Hierodoris is a genus of moths in the family Oecophoridae. It was first described by Edward Meyrick in 1912. This genus is only known from New Zealand. In 1988 the genus Taoscelis was synonymised with Hierodoris. In 2005 the genus Coridomorpha was synonymised with Hierodoris. It is alternatively placed in the family Xyloryctidae after Kaila, 2013, supported by Heikkilä et al. 2014.

==Species==
The species that are currently placed in this genus are:
- Hierodoris atychioides (Butler, 1877)
- Hierodoris bilineata (Salmon, 1948)
- Hierodoris callispora (Meyrick, 1912)
- Hierodoris electrica (Meyrick, 1889)
- Hierodoris eremita Philpott, 1930
- Hierodoris extensilis Hoare, 2012
- Hierodoris frigida Philpott, 1923
- Hierodoris gerontion Hoare, 2005
- Hierodoris huia Hoare, 2005
- Hierodoris illita (Felder & Rogenhofer, 1875)

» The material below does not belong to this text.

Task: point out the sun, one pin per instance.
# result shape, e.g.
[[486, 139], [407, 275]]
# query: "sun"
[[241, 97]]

- Hierodoris insignis Philpott, 1926
- Hierodoris iophanes Meyrick, 1912
- Hierodoris pachystegiae Hoare, 2005
- Hierodoris polita Hoare, 2005
- Hierodoris sesioides Hoare, 2005
- Hierodoris s-fractum Hoare, 2005
- Hierodoris squamea (Philpott, 1915)
- Hierodoris stella (Meyrick, 1914)
- Hierodoris stellata Philpott, 1918
- Hierodoris torrida Hoare, 2005
- Hierodoris tygris Hoare, 2005
However as at 2005 the placement of both Hierodoris insignis and Hierodoris stellata in this genus is in doubt.